Posted by Gail | Filed under Saving, Take Control
Got caught up doing CBC syndication this morning so I’m a little late… but here ya go:
People often can’t wrap their heads around the idea of getting a pile of money together as an emergency. The concept of having six months’ worth of expenses covered is just too overwhelming. Well, here’s an idea that’ll make it easy peasy to get your emergency fund together.
List each category of expense you would have to keep covered if you hit an emergency. That may include rent or mortgage payments, food, medical costs, insurance, child-care, car payments, gas. These are your essential expenses: the stuff you must pay to keep the wolves from the door.

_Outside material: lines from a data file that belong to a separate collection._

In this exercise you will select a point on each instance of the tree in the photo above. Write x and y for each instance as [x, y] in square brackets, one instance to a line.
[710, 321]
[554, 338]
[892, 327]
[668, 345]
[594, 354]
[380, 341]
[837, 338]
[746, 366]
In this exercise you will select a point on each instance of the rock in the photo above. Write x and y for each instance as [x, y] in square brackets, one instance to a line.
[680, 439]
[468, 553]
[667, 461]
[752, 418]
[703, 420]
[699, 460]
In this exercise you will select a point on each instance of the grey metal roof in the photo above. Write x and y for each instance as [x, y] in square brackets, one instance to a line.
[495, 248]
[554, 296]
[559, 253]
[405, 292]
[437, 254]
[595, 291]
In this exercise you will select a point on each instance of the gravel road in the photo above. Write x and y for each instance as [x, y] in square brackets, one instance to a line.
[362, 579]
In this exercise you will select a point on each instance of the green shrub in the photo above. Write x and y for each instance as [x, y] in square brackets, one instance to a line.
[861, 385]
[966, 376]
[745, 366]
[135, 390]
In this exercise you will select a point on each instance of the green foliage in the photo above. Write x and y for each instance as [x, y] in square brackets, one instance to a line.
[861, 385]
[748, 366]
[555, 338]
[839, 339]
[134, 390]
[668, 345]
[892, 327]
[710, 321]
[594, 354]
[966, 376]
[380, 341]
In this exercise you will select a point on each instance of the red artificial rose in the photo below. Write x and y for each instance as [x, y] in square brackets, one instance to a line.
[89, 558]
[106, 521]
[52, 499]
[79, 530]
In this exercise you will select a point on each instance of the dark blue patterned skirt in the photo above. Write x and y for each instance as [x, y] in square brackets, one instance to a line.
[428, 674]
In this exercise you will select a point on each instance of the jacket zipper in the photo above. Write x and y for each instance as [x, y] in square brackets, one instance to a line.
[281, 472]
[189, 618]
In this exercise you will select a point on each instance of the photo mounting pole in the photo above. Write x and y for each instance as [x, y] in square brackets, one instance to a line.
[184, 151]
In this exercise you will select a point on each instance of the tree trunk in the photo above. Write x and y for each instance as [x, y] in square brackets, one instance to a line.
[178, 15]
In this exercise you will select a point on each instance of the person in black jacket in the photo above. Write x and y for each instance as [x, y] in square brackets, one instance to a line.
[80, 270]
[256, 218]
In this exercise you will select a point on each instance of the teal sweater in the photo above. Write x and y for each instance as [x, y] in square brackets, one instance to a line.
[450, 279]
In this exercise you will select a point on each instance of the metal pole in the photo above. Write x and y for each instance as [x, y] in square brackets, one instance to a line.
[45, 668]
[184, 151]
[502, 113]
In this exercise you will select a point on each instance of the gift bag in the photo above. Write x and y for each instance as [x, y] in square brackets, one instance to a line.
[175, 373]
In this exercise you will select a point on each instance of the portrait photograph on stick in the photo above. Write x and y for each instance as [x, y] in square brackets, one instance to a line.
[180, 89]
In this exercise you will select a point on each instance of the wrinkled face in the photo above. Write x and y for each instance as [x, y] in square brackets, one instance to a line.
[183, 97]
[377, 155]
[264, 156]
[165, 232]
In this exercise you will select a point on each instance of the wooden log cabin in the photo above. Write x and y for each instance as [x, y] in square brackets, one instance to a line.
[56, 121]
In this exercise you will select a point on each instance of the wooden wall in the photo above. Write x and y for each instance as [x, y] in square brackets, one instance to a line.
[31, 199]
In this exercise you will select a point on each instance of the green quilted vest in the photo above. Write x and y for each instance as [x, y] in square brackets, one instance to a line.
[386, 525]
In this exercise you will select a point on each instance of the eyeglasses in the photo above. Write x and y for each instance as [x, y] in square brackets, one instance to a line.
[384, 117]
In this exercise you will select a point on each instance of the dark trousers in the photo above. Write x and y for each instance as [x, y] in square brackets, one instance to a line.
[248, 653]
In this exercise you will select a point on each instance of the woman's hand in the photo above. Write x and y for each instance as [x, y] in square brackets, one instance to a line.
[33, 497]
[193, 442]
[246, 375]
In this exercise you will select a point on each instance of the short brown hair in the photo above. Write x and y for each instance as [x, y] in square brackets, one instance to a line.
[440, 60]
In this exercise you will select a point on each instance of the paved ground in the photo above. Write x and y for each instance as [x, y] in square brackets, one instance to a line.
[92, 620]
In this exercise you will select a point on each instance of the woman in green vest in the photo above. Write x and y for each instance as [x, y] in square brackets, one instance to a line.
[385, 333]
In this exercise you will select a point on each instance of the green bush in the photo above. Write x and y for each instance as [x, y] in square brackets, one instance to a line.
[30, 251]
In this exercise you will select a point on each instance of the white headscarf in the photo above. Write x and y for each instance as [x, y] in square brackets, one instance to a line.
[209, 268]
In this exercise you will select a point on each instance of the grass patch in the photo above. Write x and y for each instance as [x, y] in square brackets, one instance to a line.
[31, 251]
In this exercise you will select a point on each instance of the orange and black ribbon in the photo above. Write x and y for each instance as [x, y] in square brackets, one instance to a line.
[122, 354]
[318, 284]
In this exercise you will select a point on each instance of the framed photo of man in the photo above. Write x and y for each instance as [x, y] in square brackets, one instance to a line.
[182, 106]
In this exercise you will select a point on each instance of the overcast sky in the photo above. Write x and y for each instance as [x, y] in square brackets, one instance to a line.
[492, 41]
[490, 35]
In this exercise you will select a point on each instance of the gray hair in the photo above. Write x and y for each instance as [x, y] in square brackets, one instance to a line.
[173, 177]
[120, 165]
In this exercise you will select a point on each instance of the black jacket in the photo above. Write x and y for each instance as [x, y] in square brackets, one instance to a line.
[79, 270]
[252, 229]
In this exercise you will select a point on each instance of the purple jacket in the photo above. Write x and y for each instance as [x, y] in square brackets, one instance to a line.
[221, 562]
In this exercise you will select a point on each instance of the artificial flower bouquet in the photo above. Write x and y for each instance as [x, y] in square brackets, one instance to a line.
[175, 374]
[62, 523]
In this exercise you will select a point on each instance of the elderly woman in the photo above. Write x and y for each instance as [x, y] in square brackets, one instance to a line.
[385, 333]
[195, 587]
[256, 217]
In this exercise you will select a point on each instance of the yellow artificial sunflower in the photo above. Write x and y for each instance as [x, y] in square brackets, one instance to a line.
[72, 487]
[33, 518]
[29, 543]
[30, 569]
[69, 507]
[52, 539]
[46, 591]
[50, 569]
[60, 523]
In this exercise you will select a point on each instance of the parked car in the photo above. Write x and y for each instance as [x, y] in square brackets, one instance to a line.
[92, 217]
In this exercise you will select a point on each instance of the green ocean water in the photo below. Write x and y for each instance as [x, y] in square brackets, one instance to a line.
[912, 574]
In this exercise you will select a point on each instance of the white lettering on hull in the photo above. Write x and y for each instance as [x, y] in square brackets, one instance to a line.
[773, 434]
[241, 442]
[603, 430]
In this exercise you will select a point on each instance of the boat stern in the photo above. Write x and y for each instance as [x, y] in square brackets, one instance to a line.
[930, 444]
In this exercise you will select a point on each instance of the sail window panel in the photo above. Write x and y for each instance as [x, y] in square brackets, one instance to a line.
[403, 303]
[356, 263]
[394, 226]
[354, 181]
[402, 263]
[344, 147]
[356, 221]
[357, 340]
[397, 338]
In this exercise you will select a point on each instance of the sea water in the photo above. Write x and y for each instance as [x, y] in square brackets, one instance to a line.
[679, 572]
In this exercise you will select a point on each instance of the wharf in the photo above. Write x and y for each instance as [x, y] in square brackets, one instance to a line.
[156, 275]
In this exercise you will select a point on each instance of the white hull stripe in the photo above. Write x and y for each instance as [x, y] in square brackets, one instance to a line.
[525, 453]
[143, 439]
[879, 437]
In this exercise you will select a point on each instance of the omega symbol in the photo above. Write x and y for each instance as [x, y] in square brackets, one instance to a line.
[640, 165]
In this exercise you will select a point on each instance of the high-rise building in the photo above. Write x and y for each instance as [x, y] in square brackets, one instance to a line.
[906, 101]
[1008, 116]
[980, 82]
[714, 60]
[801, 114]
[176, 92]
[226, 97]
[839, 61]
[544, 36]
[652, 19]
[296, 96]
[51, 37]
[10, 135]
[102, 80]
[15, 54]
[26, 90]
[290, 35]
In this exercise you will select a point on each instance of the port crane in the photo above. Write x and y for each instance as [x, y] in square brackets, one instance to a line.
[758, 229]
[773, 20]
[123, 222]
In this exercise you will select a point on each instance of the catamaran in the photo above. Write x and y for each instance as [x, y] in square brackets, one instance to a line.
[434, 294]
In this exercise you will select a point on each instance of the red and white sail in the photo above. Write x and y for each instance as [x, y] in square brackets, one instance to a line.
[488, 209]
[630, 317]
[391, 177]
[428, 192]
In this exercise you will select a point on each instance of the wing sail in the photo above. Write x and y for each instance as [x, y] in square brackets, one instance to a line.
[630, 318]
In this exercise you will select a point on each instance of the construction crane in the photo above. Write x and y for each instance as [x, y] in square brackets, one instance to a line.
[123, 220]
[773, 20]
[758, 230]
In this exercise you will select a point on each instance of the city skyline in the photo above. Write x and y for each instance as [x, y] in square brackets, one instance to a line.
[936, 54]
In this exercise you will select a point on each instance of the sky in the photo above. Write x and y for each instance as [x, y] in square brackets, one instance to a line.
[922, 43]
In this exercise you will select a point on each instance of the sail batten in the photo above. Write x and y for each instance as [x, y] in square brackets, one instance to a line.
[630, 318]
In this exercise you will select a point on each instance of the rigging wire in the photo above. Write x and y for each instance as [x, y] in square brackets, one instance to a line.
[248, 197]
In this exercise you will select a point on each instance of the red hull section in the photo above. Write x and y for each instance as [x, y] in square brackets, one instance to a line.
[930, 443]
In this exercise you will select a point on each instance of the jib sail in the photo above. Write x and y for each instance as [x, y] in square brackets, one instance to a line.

Go back over your list and cut out anything you’ve kept that’s not essential to keeping body and soul together. If you’ve just gone from two incomes to one, you can give up your cable, telephone, entertainment and everything else you wouldn’t die without, at least in the short term. Your Emergency Fund is designed to cover the essentials of life.
Now write in the average monthly amount for each of your essential emergency expenses. Then put six check boxes beside the amount.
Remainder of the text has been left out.